JAKARTA — PT Asuransi Tugu Pratama Indonesia Tbk. (TUGU) atau Tugu Insurance bakal menyajikan perlindungan asuransi bagi proyek Lapangan Gas Abadi Blok Masela yang berada di bawah naungan pengelolaan SKK Migas.
Direktur Teknik Tugu Insurance, Fadlil Iswahyudi mengutarakan keikutsertaan perseroan pada proyek tersebut lantaran berjalan seiringan dengan keterlibatan PT Pertamina Hulu Energi (PHE) di dalam proyek raksasa itu.
“Groundbreaking [proyek Masela] sudah dilakukan dan memang benar ada keterlibatan PHE di situ, itu memang menjadi tugas Tugu Pratama untuk memberikan proteksi asuransinya,” ucapnya dalam Media Meet Up di Jakarta, Kamis (6/8/2026).
Fadlil mendeskripsikan bahwa SKK Migas mengantongi konsorsium asuransi dan Tugu Pratama bertindak selaku pemimpin (leader).
Di dalam konsorsium tersebut terdapat beberapa entitas perusahaan asuransi lain yang turut bergabung, di mana Tugu Insurance bertugas mengordinasikan seluruhnya agar dapat berjalan dengan baik.
Berdasarkan penjelasannya, tantangan utama pada proyek ini bersumber dari besarnya skala yang dinilai berpotensi menjadi proyek migas offshore terbesar di dunia.

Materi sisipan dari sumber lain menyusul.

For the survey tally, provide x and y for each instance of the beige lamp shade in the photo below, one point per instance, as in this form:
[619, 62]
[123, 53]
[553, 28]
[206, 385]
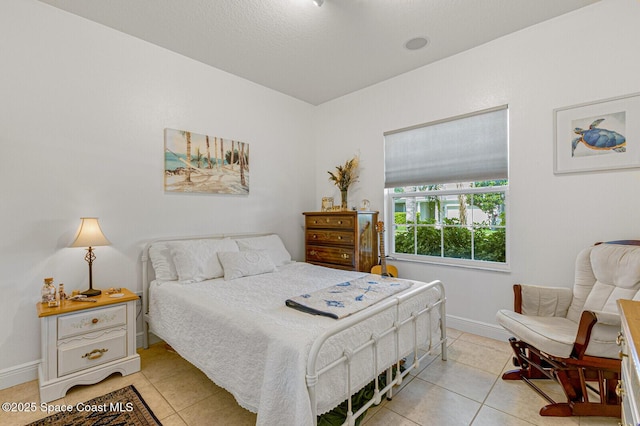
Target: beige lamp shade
[89, 234]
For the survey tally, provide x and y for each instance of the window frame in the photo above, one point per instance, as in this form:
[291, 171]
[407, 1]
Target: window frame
[391, 196]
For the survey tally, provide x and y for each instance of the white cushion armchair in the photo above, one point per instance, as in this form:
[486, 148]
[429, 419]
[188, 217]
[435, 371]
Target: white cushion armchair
[569, 335]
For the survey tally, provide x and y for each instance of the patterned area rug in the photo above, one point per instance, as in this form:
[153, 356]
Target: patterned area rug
[121, 407]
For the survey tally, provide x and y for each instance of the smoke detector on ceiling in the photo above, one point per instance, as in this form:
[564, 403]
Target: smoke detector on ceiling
[416, 43]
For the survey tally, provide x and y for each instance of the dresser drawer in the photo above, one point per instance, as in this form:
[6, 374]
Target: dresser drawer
[334, 255]
[93, 320]
[320, 236]
[85, 352]
[330, 221]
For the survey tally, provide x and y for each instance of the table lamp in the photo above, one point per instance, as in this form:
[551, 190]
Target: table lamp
[90, 235]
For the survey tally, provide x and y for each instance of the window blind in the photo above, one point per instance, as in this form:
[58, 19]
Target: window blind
[469, 148]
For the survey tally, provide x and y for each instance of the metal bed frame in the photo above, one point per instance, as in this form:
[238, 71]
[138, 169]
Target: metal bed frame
[394, 329]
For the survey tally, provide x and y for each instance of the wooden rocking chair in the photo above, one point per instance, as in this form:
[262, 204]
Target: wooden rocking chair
[569, 335]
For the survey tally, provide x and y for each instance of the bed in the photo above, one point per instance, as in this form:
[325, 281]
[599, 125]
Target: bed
[219, 301]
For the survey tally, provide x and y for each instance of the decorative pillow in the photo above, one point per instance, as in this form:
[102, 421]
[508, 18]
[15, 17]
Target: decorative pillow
[271, 243]
[245, 263]
[196, 260]
[162, 262]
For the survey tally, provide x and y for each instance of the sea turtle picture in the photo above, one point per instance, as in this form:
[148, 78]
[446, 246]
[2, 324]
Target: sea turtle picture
[598, 139]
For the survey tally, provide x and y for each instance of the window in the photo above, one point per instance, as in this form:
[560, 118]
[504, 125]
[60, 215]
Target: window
[446, 189]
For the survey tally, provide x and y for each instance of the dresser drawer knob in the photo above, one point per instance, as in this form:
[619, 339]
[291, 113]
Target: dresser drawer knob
[95, 354]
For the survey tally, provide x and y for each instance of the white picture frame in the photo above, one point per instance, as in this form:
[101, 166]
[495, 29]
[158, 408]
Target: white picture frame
[598, 135]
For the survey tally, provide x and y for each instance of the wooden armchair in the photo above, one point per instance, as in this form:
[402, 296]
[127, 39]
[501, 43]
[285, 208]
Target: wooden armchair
[569, 335]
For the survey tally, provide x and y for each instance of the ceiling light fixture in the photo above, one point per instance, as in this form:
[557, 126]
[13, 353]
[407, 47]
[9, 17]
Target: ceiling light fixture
[416, 43]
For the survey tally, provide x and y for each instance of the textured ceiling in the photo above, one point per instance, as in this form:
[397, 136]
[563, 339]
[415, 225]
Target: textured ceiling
[317, 53]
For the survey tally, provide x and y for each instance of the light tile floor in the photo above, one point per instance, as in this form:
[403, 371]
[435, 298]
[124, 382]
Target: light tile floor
[464, 390]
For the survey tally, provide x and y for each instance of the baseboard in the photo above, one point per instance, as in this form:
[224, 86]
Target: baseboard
[140, 339]
[484, 329]
[19, 374]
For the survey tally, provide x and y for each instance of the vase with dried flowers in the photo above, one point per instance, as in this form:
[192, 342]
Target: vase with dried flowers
[344, 177]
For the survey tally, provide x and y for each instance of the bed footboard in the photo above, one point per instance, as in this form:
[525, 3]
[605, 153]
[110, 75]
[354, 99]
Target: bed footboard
[390, 335]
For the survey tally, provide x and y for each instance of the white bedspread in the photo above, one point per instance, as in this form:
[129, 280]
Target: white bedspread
[244, 338]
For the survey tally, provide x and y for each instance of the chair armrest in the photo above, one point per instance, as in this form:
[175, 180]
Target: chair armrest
[587, 320]
[608, 318]
[602, 325]
[542, 301]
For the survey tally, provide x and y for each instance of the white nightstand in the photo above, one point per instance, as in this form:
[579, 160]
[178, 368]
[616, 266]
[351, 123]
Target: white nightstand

Pasalnya, nilai proyek yang masif menyebabkan nilai yang di-cover pun membengkak menjadi sangat besar.
“Nilai proyeknya sendiri bisa mencapai lebih dari US$20 miliar sampai US$30 miliar . Sementara kapasitas asuransi untuk proyek offshore di seluruh dunia kira-kira sekitar US$5 miliar sampai US$6 miliar. Jadi kapasitas dari berbagai perusahaan di seluruh dunia akan dikumpulkan untuk meng-cover proyek Masela. Bisa dibayangkan betapa besarnya proyek ini,” jelasnya.
Oleh sebab itu, dirinya memandang hal ini sebagai tantangan beriringan dengan kewajiban guna mengorkestrasikan kapasitas pasar dunia agar sesuai terhadap kebutuhan proyek, baik ditinjau dari sisi cakupan perlindungan maupun ketentuan polis.
Sebelumnya, Presiden Prabowo Subianto meresmikan peletakan batu pertama (groundbreaking) Proyek LNG Abadi, Blok Masela yang digarap oleh Inpex Corporation di Kabupaten Kepulauan Tanimbar, Maluku, Kamis (16/7/2026).
"Alhamdulillah hari ini kami mulai pembangunan, dan pembangunan tidak boleh terhambat. Harus selesai dalam waktu sesingkat-singkatnya," kata Prabowo saat peresmian.
Sekadar informasi, proyek senilai US$20,9 miliar atau sekitar Rp376,02 triliun (dengan asumsi kurs Rp17.991 per dolar AS) tersebut ditargetkan mulai masuk tahap produksi pada 2029–2030 demi memperkokoh ketahanan energi nasional.
Blok Masela bertempat sekitar 750 kilometer di sebelah selatan Ambon, Maluku, dengan kedalaman perairan berkisar antara 400 meter hingga 800 meter.
Wilayah kerja itu berbatasan langsung dengan perairan Australia, namun seluruh kawasan blok tetap berada di dalam wilayah Indonesia.